Tree Shaking Like a Caveman

Published on

I recently did some refactoring for an app where Apple basically told me, "You need to let users see the app without logging in." I ended up removing most of the onboarding screens, and I'm sure I didn't do a fantastic job cleaning up unused components. Odds are I've left behind some orphaned components that are bloating the size of the app and providing no functionality. Let's fix that.

Mission: Write a script in go that helps us get rid of unused files by tree shaking.

What's tree shaking? MDN describes it:

Tree shaking is a term commonly used within a JavaScript context to describe the removal of dead code.

I guess the idea is that you shake the tree and dead branches fall to the ground. I'd like to write a script that looks at the entry point in a react native app and generates the list of all files that are eventually included. I can compare this list with what's actually present in the project directories to see what files are not actively being used, and delete those that aren't in use.

I'm going to call this doubtfire, because 1. Robin Williams titular character does some cleaning in the 90s classic Mrs. Doubtfire, 2. the movie is still good twenty-something years later, and 3. I imagine that doubtfire is a pretty uncommon name for packages.

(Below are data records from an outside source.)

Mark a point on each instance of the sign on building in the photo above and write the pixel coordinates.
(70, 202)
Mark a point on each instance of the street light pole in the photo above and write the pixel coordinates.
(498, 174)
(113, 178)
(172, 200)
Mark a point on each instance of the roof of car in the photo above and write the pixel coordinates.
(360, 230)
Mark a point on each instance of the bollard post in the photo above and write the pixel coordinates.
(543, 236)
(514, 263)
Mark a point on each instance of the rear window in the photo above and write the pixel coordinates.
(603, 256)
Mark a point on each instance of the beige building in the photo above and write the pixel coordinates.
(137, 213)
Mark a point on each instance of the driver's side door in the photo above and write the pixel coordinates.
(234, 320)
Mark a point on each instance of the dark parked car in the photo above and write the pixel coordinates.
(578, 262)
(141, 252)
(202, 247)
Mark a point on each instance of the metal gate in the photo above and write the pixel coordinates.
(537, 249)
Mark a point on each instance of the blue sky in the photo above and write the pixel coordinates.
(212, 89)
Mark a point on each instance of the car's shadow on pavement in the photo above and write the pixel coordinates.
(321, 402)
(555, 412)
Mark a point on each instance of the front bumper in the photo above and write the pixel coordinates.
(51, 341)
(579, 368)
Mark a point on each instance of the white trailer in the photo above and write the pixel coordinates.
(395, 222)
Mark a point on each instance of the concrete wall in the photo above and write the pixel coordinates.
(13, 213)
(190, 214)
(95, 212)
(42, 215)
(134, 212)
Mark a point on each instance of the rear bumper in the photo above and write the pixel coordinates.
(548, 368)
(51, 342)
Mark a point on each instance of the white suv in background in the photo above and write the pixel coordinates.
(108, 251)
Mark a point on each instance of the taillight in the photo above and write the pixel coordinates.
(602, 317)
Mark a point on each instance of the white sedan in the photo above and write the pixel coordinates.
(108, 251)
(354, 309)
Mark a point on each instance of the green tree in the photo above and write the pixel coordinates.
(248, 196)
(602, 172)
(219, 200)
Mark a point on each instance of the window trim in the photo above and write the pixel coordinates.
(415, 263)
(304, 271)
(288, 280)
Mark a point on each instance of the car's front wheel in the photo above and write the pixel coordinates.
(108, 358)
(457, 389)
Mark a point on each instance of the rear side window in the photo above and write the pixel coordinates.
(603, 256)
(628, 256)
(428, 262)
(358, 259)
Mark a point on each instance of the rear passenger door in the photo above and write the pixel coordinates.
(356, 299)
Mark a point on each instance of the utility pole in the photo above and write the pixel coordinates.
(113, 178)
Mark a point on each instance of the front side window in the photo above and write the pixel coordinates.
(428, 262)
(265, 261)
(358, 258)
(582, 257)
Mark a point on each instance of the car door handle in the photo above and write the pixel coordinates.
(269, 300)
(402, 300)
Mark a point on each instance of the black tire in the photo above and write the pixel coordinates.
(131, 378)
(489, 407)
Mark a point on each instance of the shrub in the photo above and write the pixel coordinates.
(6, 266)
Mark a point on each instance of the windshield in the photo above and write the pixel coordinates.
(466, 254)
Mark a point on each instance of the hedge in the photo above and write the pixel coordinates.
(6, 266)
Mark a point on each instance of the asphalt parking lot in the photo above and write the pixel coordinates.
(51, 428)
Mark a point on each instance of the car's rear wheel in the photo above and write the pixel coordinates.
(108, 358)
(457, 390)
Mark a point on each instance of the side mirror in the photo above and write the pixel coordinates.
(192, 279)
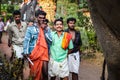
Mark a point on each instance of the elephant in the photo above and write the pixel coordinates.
(106, 20)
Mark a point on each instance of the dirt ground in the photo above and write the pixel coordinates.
(89, 69)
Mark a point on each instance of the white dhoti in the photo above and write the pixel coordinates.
(18, 50)
(74, 62)
(59, 69)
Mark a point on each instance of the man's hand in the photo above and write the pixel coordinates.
(9, 43)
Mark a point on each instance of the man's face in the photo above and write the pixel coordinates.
(17, 18)
(40, 19)
(58, 26)
(44, 25)
(71, 24)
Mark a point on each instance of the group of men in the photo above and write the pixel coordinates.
(53, 53)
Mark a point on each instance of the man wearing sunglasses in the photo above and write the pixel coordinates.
(16, 32)
(35, 47)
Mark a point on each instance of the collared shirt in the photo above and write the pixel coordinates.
(16, 36)
(77, 42)
(57, 52)
(1, 26)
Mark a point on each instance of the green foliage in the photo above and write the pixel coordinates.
(67, 9)
(10, 8)
(83, 4)
(11, 70)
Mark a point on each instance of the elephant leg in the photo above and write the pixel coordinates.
(113, 72)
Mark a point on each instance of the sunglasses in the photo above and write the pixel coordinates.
(41, 17)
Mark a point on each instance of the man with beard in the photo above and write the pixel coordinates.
(35, 47)
(16, 32)
(74, 56)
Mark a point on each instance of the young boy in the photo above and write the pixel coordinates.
(58, 64)
(74, 57)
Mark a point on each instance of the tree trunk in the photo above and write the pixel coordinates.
(105, 16)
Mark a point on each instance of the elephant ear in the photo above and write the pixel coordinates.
(109, 11)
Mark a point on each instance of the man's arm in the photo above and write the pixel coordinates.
(70, 47)
(26, 42)
(9, 36)
(48, 35)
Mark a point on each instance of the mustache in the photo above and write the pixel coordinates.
(17, 21)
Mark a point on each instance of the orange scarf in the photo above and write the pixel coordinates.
(38, 55)
(66, 39)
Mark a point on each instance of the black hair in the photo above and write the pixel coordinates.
(61, 20)
(16, 12)
(71, 19)
(40, 12)
(46, 20)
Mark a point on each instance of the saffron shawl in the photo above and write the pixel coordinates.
(38, 55)
(66, 39)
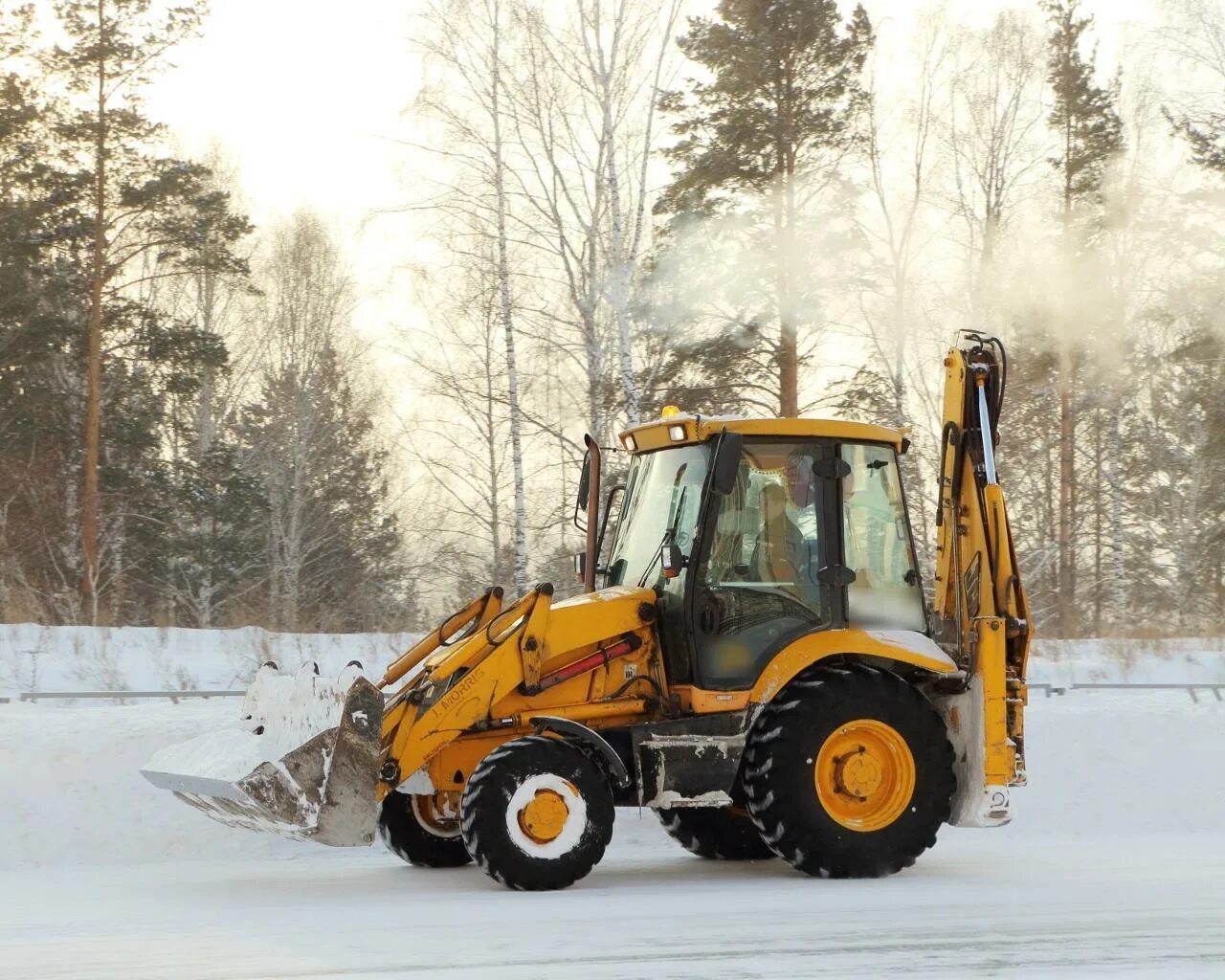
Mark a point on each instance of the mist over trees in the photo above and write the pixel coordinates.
(149, 477)
(782, 207)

I'm imagining that running the script looks like this:

$ go run doubtfire.go
Detecting package namespacing from package.json...
- Package named 'runner'
Recursing on App.js to map dependencies...
68 files included
Top level folders referenced: [navigation components reducers...]
Shaking those directories...
Found 6 unused files:
- navigation/Auth.js
- navigation/Signup.js
- navigation/Login.js
- components/Example.js
- components/foo/Bar.js
- reducers/Auth.js

> Do you want to remove these files?
Type "y" + enter to remove, anything else + enter to exit:
y
Deleting...
- navigation/Auth.js
- navigation/Signup.js
- navigation/Login.js
- components/Example.js
- components/foo/Bar.js
- reducers/Auth.js
Done!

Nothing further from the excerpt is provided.